Jim Smith’s new book, Follow me I am RIght Behind You, a follow up from his magnificent The Lazy Teacher’s Handbook, give a sharp and realistic focus upon highlighting progress in lessons. A real hot topic with the new OFSTED framework. One idea from this new book I have already tried and with a significant impact is the Progress Paparazzi on page 28. Here, Jim Smith advocates nominating students as Progress Paparazzi. These students are given the task to be on the lookout for students who are making good progress, contributing to lessons or learning or thinking creatively. Once these are identified then the students chosen can be rewarded.
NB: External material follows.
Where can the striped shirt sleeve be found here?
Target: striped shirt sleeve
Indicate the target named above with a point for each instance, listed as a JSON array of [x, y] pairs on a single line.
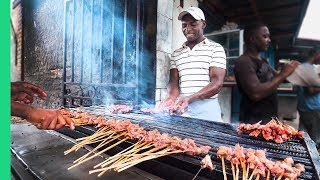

Smith extends this to having visitors coming into the classroom to award discretionary awards.
The outcome of this strategy is to build collaborative trust and enhanced ownership of learning as well as highlighting progress and for students to have and enhanced understanding of what progress actually is which of course plays right into the outstanding criteria of an OFSTED lesson inspection.
Taking this idea on, I have aimed to adopt this strategy in every lesson in Key Stages 3 and 4. I was able to have printed ‘Progress Champion’ stickers and these are awarded by me at the end of every lesson with the reason why they have been awarded clearly stated. The students who have been awarded a sticker places it at the end of the their work for that lesson and has to write the reason why they have been awarded it beside the sticker which I then sign, date and record on the school’s behaviour record under achievement.
This been extended to having our Acting Headteacher visit my Year 10 class and, given the objective of the lesson, look at all the students work and award Progress Champion stickers as well as a Senior Pastoral Manager visit the Year 7 form she is responsible for and awarding stickers. This has enhanced the motivation of my students as well as that they are beginning to talk about progress much more explicitly and positively. The next stage is to get the students themselves to award ‘Progress Champion’ Stickers, which I intend to do over the next week or two. I decided to wait until they are used to Progress Champion stickers and seen how they work and what they are awarded for before giving them the responsibility of awarding them. Alongside this, I have had Progress Paparazzi Pass’ stickers made up for students who are asked to look out and award Progress Champions. These will work like the Progress Champion stickers in that these will be stuck into exercise books and the student will write down what progress they were looking for in others in that lesson.
This strategy is the Lazy Way at its best and once it is up and running not only encourages students to talk about progress naturally and confidently in every lesson – which is the most important outcome here – but also the stickers in the exercise book help to signpost progress clearly and explicitly if an OFSTED inspector examines a set of your exercise books.